North Korean cheerleaders wave their national flags during the World Student Games in Daegu, South Korea, in 2003: Getty Images
North Korean cheerleaders wave their national flags during the World Student Games in Daegu, South Korea, in 2003: Getty Images

North Korea is to send a 230-person cheering squad to the Winter Olympics in South Korea next month.

Seoul disclosed details of Pyongyang’s planned delegation after the two countries held pre-Games talks amid a thaw in relations.

But Japan urged caution over the North’s “charm offensive”, warning it was “not the time to ease pressure” on leader Kim Jong-un and his missile and nuclear weapons programme.

North and South Korea opened talks on the Olympics last week, the first time the two sides have been in dialogue for two years. Preparations for the Pyeongchang Games have offered respite from a lengthy stand-off over Pyongyang’s nuclear ambitions, which it is pursuing in defiance of United Nations sanctions.

Twenty nations meeting in the Canadian city of Vancouver agreed on Tuesday to consider tougher sanctions to press North Korea to halt its nuclear weapons programme.

Rex Tillerson, the US Secretary of State, warned the North it could trigger a military response if it did not choose dialogue.

Japanese Foreign Minister Taro Kono said the world should not be naive about Pyongyang’s “charm offensive” over the Olympics.

“It is not the time to ease pressure, or to reward North Korea,” he added. “The fact that North Korea is engaging in dialogue could be interpreted as proof that the sanctions are working.”

Pyongyang has refused to give up development of nuclear missiles capable of hitting the US in spite of increasingly severe UN sanctions and has test-fired missiles over Japan, raising fears of a new war on the Korean peninsula.

In state media this week, the North warned the South of spoiling inter-Korean ties by insisting it gives up its nuclear weapons.

“We will work actively to improve North-South Korean relations but will not stand still to actions that are against unification,” the North’s Rodong Sinmun newspaper said.

The South’s Unification Ministry said the two sides exchanged opinions on several issues, including the size of the North Korean athletics team and joint cultural events.

Seoul has proposed a joint ice hockey team, which triggered an angry response from athletes in the South suddenly being told they may have to play alongside total strangers.

“I don’t know if it will happen, but a joint team will be a good opportunity for ice hockey to shed its sorrow as a less-preferred sport as many Koreans will take interest,” South Korean President Moon Jae-in told players during a visit to a training centre.

The number of petitions to the presidential Blue House’s website opposing a unified team climbed to more than 100 this week, with the most popular petition gaining more than 11,000 signatures.

“This isn’t the same as gluing a broken plate together,” said one.

Paik Hak-soon, the director of the Centre for North Korean studies at Sejong Institute in South Korea, said North Korea was using its all-female cheerleading squad to draw attention to its apparent co-operative spirit.

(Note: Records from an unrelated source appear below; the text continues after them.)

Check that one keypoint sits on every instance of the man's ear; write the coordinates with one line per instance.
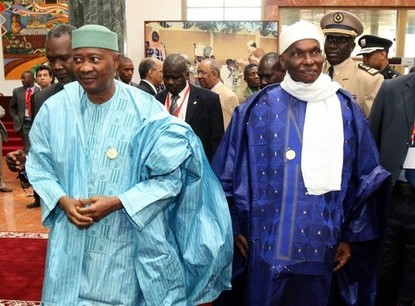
(116, 58)
(282, 62)
(352, 46)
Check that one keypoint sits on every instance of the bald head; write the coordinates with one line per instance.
(208, 73)
(175, 73)
(151, 70)
(270, 70)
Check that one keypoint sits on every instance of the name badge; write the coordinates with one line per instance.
(409, 162)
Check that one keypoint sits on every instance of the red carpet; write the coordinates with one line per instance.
(22, 263)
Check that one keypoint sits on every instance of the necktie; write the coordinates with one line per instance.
(29, 101)
(410, 173)
(331, 72)
(173, 105)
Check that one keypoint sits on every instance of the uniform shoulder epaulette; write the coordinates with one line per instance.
(368, 69)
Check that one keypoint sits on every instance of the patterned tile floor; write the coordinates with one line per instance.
(14, 216)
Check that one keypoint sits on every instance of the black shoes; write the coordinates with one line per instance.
(24, 181)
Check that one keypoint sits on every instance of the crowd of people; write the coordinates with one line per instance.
(171, 193)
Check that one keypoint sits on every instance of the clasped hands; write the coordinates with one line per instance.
(84, 212)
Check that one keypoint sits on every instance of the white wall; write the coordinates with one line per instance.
(137, 12)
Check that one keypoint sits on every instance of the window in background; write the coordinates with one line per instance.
(224, 10)
(410, 34)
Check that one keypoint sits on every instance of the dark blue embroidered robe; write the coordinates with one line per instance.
(292, 235)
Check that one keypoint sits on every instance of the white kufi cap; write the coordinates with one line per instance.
(298, 31)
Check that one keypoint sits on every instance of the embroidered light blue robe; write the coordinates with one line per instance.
(171, 244)
(292, 235)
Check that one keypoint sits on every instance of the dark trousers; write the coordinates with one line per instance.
(396, 278)
(27, 124)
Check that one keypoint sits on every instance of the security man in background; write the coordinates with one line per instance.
(363, 82)
(375, 51)
(355, 284)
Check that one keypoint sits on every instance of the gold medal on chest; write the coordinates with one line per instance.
(290, 154)
(112, 153)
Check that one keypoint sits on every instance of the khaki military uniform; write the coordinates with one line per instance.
(362, 82)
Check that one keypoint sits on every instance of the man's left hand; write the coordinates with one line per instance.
(343, 254)
(98, 207)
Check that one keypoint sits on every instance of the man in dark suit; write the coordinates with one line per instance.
(20, 109)
(59, 55)
(392, 123)
(126, 71)
(151, 74)
(199, 107)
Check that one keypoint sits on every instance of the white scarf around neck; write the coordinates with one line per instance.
(323, 137)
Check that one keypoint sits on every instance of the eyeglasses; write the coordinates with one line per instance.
(338, 39)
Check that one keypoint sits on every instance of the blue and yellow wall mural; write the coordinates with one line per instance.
(24, 26)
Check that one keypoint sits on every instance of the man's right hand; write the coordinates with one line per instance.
(71, 207)
(16, 160)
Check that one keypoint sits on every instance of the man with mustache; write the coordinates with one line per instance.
(295, 173)
(59, 54)
(127, 192)
(340, 29)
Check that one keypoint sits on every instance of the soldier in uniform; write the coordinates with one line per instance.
(363, 82)
(355, 284)
(375, 51)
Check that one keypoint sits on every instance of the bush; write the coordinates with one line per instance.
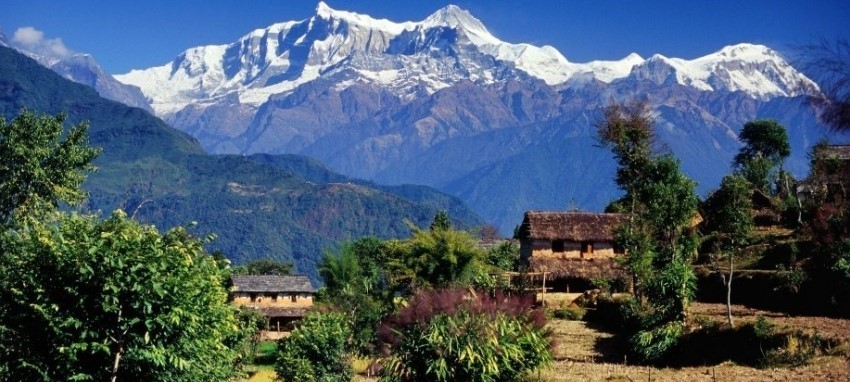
(455, 335)
(316, 350)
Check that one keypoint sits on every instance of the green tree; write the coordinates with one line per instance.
(437, 258)
(658, 238)
(356, 286)
(441, 221)
(316, 350)
(38, 167)
(84, 299)
(341, 272)
(765, 149)
(729, 218)
(504, 256)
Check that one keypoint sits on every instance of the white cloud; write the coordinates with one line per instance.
(33, 40)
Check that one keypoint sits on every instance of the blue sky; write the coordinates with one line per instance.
(127, 34)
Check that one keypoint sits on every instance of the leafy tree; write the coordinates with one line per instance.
(504, 256)
(729, 217)
(340, 271)
(38, 167)
(316, 350)
(457, 335)
(658, 238)
(263, 267)
(84, 299)
(441, 221)
(436, 258)
(363, 297)
(765, 149)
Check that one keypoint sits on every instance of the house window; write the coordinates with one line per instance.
(557, 246)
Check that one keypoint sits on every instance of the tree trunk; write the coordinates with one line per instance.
(120, 342)
(729, 293)
(115, 364)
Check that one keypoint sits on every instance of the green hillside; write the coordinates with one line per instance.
(280, 207)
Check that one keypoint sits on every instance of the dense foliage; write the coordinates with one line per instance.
(39, 168)
(316, 350)
(84, 299)
(729, 219)
(765, 149)
(458, 335)
(658, 239)
(285, 208)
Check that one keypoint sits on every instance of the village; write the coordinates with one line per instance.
(420, 191)
(571, 264)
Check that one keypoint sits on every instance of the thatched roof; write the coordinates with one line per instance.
(574, 226)
(284, 312)
(578, 268)
(271, 283)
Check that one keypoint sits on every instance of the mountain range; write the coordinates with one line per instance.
(283, 207)
(443, 102)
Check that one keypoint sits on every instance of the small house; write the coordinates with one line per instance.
(571, 247)
(281, 299)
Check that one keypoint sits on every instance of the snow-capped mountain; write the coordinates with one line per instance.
(415, 58)
(443, 102)
(82, 68)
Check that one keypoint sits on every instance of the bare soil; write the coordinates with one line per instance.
(583, 353)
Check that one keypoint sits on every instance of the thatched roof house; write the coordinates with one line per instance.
(571, 244)
(281, 299)
(574, 226)
(271, 283)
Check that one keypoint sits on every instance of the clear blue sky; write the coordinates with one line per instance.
(128, 34)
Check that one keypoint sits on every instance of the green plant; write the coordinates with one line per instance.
(85, 299)
(455, 335)
(316, 350)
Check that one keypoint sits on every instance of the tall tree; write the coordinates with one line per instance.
(441, 221)
(39, 168)
(730, 219)
(765, 149)
(658, 237)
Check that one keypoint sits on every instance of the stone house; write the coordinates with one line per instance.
(571, 247)
(282, 299)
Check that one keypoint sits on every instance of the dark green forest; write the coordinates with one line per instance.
(286, 208)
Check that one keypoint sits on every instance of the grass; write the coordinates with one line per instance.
(265, 373)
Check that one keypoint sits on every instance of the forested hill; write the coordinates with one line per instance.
(281, 207)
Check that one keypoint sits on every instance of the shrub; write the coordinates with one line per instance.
(316, 350)
(456, 335)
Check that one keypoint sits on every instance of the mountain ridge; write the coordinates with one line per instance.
(442, 102)
(285, 208)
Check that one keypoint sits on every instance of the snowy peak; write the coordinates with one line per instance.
(419, 58)
(323, 11)
(756, 70)
(456, 18)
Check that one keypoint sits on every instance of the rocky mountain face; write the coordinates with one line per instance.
(442, 102)
(286, 208)
(82, 68)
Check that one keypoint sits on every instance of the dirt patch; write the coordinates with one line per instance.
(585, 353)
(832, 328)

“Seeing good results in competitions thanks to the cheering squad would enable the North Koreans to say they contributed to a successful Olympics and the South Korean government would likely agree,” said Mr Paik.

“In the end, they are using this old tactic to get to Washington through Seoul.”

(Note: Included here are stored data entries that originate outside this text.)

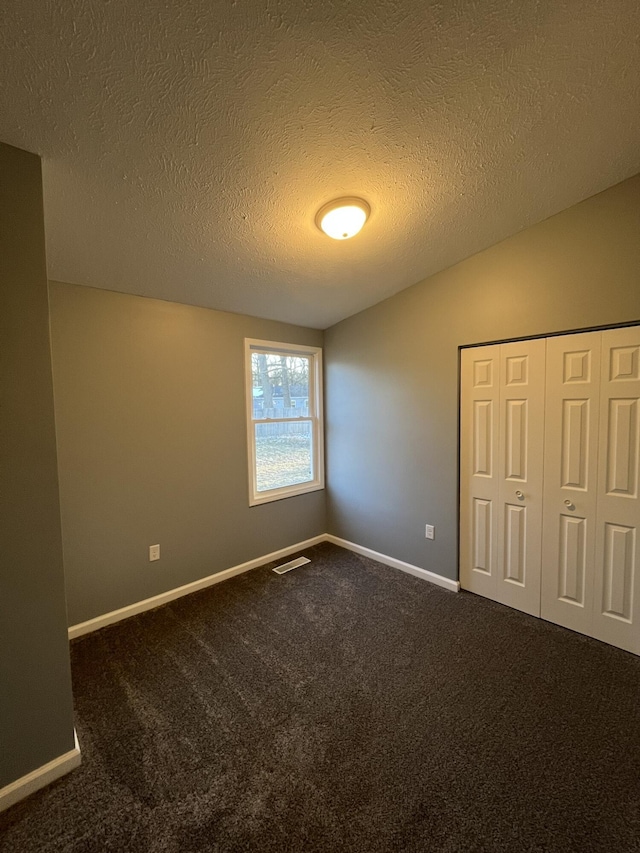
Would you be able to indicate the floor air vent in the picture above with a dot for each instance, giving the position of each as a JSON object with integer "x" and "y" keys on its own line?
{"x": 292, "y": 564}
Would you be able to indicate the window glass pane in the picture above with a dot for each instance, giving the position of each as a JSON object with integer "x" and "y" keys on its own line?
{"x": 283, "y": 454}
{"x": 280, "y": 385}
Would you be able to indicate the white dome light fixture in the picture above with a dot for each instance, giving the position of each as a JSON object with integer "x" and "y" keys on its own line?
{"x": 343, "y": 218}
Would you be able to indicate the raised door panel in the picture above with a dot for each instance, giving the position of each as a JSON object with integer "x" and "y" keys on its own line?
{"x": 616, "y": 604}
{"x": 478, "y": 459}
{"x": 521, "y": 421}
{"x": 570, "y": 477}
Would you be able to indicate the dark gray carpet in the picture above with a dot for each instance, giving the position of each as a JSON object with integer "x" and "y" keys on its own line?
{"x": 343, "y": 707}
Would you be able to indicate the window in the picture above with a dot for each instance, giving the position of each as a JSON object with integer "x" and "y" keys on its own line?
{"x": 284, "y": 420}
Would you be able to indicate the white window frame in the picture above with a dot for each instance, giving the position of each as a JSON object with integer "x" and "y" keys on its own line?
{"x": 315, "y": 418}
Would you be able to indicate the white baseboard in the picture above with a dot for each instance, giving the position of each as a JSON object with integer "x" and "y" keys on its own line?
{"x": 32, "y": 782}
{"x": 165, "y": 597}
{"x": 416, "y": 571}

On Tuesday, officials from North and South agreed a 140-person North Korean orchestra would perform in South Korea during the Games. Pyongyang is also planning to send a large delegation in addition to the athletes and orchestra.

Reclusive North Korea and rich, democratic South are technically still at war because their 1950-53 conflict ended in a truce, not a peace treaty. The North regularly threatens to destroy the South, Japan and their major ally, the US.

China, which did not attend the Vancouver meeting, said on Wednesday the gathering showed a Cold War mentality and would only undermine a settlement of the North Korea problem.